Unfortunately, some parents have taken the position that any discussion of religion in schools will undermine their ability to pass their values on to their children.

  1. The issue of school prayer began in the late sixteenth century when people in England did not approve of the way one religion was forced upon them, so the Puritans, known as the Pilgrims Should Uniforms be Mandatory in Public Schools 1208 words - 5 pages people are constantly ridiculed not because of personality-based traits, but because of the pattern on their t-shirt, the hat that they mustered up the courage to wear, or the brand on their jeans. In practice, the line between promoting religious literacy and proselytizing is not murky at all.
  2. In the Supreme Court decision Abington v.
  3. Solving these problems will require a more informed public conversation about these issues. Not learn about a deity that has no proof of its existence.

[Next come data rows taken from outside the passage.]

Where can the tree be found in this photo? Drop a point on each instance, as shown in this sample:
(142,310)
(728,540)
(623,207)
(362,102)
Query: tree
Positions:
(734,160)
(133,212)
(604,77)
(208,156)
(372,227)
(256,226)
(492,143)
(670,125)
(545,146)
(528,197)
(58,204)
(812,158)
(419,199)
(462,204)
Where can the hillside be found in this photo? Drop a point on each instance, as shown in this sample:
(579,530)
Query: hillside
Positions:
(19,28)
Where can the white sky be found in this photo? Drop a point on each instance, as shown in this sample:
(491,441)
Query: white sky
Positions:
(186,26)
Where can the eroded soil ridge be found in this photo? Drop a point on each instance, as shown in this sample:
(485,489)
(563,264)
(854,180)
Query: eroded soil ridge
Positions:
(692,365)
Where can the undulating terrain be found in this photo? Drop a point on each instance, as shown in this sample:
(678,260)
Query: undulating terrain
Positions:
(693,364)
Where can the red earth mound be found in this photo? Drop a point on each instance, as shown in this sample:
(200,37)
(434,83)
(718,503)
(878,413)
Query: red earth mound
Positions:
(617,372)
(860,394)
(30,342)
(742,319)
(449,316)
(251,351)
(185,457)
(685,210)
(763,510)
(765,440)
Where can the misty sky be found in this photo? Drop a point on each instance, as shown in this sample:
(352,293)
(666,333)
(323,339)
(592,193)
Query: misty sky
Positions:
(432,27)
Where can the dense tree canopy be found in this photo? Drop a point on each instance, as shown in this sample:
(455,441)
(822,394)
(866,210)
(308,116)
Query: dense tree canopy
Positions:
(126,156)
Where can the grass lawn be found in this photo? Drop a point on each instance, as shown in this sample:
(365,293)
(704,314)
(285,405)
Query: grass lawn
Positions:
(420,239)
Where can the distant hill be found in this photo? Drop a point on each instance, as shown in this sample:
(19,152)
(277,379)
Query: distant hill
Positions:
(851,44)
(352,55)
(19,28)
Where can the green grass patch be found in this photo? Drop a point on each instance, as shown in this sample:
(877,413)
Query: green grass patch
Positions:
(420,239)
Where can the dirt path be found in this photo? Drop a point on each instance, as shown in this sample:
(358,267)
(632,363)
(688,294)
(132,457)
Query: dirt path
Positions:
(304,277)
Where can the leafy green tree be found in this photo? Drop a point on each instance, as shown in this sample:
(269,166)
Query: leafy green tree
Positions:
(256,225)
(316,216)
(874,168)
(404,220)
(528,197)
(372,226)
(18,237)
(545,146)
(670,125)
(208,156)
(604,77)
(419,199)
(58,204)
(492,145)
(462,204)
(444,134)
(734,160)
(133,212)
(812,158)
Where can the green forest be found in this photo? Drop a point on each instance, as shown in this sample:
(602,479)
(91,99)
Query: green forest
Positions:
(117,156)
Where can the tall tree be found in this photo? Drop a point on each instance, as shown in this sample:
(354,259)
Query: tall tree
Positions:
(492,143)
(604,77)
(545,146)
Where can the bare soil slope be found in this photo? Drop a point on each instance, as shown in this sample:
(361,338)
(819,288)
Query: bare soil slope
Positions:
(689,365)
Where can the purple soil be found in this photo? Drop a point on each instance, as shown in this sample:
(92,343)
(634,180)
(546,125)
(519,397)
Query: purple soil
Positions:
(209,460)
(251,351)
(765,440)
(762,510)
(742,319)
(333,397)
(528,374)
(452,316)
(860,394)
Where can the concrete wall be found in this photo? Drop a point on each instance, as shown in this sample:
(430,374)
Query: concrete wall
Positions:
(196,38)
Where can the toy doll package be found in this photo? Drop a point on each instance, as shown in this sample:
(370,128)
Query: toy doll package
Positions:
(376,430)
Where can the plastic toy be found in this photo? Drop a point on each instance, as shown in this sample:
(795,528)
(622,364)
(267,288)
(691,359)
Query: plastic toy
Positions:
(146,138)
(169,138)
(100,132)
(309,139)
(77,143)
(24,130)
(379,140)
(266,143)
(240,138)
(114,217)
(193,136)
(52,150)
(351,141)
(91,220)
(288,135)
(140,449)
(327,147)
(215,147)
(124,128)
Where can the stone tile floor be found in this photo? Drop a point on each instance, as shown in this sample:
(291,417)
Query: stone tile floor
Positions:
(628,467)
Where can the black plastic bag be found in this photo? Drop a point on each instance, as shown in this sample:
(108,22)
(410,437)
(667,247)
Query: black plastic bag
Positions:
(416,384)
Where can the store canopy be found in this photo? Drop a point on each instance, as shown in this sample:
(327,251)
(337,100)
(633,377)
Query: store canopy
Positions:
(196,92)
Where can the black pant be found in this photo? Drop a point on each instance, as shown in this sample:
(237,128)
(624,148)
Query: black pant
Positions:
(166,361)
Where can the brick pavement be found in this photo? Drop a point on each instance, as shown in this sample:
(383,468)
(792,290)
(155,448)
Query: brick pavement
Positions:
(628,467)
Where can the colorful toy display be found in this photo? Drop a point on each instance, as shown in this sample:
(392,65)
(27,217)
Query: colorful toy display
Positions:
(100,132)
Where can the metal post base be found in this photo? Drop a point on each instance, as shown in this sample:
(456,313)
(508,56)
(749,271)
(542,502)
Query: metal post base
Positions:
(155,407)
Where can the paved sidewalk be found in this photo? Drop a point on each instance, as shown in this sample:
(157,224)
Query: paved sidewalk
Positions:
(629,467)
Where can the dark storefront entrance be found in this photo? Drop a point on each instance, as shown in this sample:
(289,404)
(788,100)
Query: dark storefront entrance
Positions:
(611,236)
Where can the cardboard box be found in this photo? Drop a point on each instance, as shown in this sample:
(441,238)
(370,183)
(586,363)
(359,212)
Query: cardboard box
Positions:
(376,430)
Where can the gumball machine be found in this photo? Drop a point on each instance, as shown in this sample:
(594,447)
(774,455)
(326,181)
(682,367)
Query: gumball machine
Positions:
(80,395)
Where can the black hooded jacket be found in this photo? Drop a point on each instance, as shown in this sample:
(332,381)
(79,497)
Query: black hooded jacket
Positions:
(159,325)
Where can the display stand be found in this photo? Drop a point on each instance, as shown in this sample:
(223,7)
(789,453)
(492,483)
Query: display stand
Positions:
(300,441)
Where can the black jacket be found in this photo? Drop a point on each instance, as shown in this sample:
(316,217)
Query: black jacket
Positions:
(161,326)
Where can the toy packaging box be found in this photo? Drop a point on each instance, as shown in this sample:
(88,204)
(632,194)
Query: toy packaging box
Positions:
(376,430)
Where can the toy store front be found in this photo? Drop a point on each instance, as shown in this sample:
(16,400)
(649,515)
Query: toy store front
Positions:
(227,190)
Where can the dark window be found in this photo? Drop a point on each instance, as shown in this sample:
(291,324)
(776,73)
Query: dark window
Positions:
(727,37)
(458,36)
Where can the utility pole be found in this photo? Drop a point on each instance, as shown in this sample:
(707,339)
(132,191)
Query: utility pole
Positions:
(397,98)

Many schools that have initiated curriculum about the beliefs and practices of other religions have met resistance from parents who feel that simply receiving accurate information about another religion amounts to indoctrination. I have found this to be the case especially when it comes to education about Islam. Many parents are horrified by the idea of their child visiting a mosque or interacting with a Muslim speaker.

In practice, the line between promoting religious literacy and proselytizing is not murky at all. There is a clear difference between telling students what other people believe and telling students what they ought to believe.

She stuck to a preapproved script and gave the students accurate information about the varieties of Islam that can be found throughout the world. Afterward, she fielded some questions about everything from what the Quran says about Jesus to Islamic law regarding marriage. No one converted to Islam but the students did leave with a better understanding of their Muslim classmates——many of whom were refugees from Somalia, Afghanistan, and Iraq.

Much of the fear parents have regarding religious literacy is rooted in the fallacy that students are encouraged to shop for a new religion. But the purpose of religious literacy is not to give the students the option of finding greater spiritual satisfaction outside the religious tradition of their parents. Rather it is should religions be taught in public schools essay empower them with knowledge about the world in which they live.

Democracy assumes that individuals will make decisions for themselves based on their own reason. Parents can guide the religious futures of their children and teachers can give them information about the world they live in and the tools to analyze that information. But ultimately it is the students that will inherit our democracy and draw their own conclusions about the moral and ethical issues it faces. This is another reason why religion should be discussed in public schools.

This not only enriches their quality of life but ensures the future of our democracy by creating an electorate that can think critically about what makes for a good and just society.

  • However as globalisation continues on its crusade, bringing more imports from other countries the question rising to the surface is;
  • It is only available to improve historical knowledge.